Some months ago, Richard Freeman in his blog was perplexed about the location of a certain Tibetan lake said to house monsters, which I was able to resolve by revealing that for reasons still unknown to me it has been referred to by a variety of different names, of which Lake Wembo is just one.
As it happens, moreover, there is another Chinese 'monster' lake that is mystifying me for a similar reason - over the years, its name has inexplicably changed, causing some confusion at first as to whether the two names did indeed refer to the same body of water. I refer to what was originally called Lake Hanas, but which in more recent years is now repeatedly called Lake Kanasi. Has the name officially changed, or it is merely a question of a different transliteration from Chinese to English being adopted (as with Peking to Beijing, for instance)? If anyone has any info, I'd love to receive it.
Meanwhile, for anyone who may not know about the fascinating monsters of Lake Hanas/Kanasi, here is what I wrote about them in 2002 within my book The New Zoo: New and Rediscovered Animals of the Twentieth Century (which will be republished in 2011 in a new, expanded, updated edition):
"THE MONSTER FISHES OF CHINA'S LAKE HANAS
"Officially, the largest specimen of freshwater fish on record is a 15 ft European catfish Silurus glanis, caught in Russia's Dniepper River sometime prior to the mid-1800s (though this species as a whole is generally shorter than the pa beuk, officially deemed to be the world's largest freshwater fish). As a consequence, the lake-dwelling fishes reported in July 1985 by no less an authority than China's eminent biologist Prof. Xiang Lihao, from Xinjiang University, attracted appreciable scientific interest.

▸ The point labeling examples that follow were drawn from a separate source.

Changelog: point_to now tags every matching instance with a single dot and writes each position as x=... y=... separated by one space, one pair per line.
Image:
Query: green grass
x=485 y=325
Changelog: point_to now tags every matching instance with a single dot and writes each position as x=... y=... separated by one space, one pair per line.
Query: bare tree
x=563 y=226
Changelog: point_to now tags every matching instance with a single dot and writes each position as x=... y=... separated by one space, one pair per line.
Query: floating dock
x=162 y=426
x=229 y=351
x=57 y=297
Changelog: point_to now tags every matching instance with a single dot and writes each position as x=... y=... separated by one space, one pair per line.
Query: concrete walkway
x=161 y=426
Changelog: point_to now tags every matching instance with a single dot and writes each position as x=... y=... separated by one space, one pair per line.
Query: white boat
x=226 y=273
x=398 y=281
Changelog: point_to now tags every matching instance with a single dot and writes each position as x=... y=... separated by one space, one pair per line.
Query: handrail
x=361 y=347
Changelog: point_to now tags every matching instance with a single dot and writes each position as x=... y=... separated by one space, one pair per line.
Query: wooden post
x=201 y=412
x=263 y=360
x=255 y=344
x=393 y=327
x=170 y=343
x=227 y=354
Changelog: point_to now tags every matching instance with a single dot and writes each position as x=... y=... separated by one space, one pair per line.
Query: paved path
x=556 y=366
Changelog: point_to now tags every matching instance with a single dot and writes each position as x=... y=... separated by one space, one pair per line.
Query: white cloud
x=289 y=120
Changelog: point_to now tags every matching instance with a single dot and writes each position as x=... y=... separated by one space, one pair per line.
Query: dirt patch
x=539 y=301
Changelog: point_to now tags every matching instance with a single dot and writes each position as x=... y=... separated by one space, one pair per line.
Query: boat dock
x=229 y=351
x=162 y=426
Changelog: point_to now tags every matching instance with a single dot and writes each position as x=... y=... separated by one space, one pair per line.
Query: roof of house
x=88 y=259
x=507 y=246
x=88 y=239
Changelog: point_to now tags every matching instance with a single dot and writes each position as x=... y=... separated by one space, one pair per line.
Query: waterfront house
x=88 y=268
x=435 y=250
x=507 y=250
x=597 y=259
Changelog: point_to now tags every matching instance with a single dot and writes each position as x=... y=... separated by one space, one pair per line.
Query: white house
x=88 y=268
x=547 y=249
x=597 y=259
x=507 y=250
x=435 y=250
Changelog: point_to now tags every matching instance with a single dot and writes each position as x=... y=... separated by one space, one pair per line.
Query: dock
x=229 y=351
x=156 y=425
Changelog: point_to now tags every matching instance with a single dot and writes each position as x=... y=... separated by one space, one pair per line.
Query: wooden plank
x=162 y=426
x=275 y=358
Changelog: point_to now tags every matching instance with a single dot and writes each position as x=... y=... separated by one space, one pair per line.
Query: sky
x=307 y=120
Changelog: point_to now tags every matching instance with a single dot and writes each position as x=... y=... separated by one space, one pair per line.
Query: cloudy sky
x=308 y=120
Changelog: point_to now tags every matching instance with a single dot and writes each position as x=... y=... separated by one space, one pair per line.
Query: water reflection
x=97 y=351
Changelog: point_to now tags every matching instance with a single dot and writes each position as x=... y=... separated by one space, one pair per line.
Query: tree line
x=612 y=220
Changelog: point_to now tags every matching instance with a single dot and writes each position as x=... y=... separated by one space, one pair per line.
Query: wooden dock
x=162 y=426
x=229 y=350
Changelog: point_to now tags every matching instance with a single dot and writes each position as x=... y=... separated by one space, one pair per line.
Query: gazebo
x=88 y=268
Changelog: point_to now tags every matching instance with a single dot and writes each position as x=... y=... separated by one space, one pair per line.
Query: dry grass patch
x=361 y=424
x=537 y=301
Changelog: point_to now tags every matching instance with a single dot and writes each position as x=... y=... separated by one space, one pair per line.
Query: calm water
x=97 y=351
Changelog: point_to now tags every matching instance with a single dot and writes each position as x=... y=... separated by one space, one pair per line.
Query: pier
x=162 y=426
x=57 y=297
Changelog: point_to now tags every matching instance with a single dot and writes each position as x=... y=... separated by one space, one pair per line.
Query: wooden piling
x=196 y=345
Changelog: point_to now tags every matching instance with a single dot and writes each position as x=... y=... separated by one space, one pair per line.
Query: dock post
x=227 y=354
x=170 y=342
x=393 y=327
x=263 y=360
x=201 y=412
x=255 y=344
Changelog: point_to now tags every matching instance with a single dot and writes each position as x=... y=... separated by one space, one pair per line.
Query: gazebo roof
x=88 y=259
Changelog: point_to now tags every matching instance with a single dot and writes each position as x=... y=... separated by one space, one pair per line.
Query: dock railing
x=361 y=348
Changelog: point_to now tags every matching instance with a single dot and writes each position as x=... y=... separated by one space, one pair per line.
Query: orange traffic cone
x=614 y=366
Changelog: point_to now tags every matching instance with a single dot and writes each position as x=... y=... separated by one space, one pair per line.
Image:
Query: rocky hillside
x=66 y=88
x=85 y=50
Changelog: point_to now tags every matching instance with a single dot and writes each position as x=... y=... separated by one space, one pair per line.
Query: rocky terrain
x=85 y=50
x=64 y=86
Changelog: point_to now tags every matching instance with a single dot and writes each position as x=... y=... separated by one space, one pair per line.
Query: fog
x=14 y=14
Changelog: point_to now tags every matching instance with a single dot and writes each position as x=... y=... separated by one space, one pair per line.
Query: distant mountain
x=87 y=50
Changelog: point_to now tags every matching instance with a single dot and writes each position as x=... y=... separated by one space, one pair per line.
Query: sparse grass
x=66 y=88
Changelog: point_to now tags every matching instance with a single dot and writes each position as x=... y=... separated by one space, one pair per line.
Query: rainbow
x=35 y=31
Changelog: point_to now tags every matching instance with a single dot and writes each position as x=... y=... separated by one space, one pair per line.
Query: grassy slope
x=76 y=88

"In July, the professor and a party of students arrived at a large but remote body of water called Lake Hanas, situated in northwestern China's Xinjiang Autonomous Region, in order to examine its potential as the site of a future nature reserve. On 24 July, one of the students observing the lake from a watchtower built two years earlier noticed several huge reddish-coloured objects moving at the water's surface. When the professor and students scrutinised them closely through binoculars, they discovered to their astonishment that they were enormous salmon-like fishes, whose heads, tails, and spiny dorsal rays could all be clearly discerned. Just how enormous they were, however, was not revealed until the next day.
"That morning, while again being observed through binoculars by Xiang Lihao, one of the fishes very obligingly aligned itself in parallel with a stretch of the bank extending between two trees. Armed not only with binoculars this time but also with a camera, the professor took some photos, then measured the distance between the trees. Using this measurement, he was able to calculate from the photos that the fish was at least 33 ft long!
"A large salmon known as the taimen Hucho taimen is indeed known from several rivers in northern China, but this species' maximum recorded length is a mere 6.5 ft - far short of the Lake Hanas monsters. Worth noting is that giant red fishes in this lake have been reported for decades by local villagers, but as the lake had not previously attracted scientific attention such reports had not been widely circulated. Now, with an eyewitness of Prof. Xiang Lihao's scientific standing, there should be no question concerning their existence or authenticity as giant fishes. So unless they are abnormally huge taimen, the Lake Hanas fishes must surely comprise a spectacular new species, requiring formal description and study."
An updated account of these creatures will appear in my new, updated New Zoo.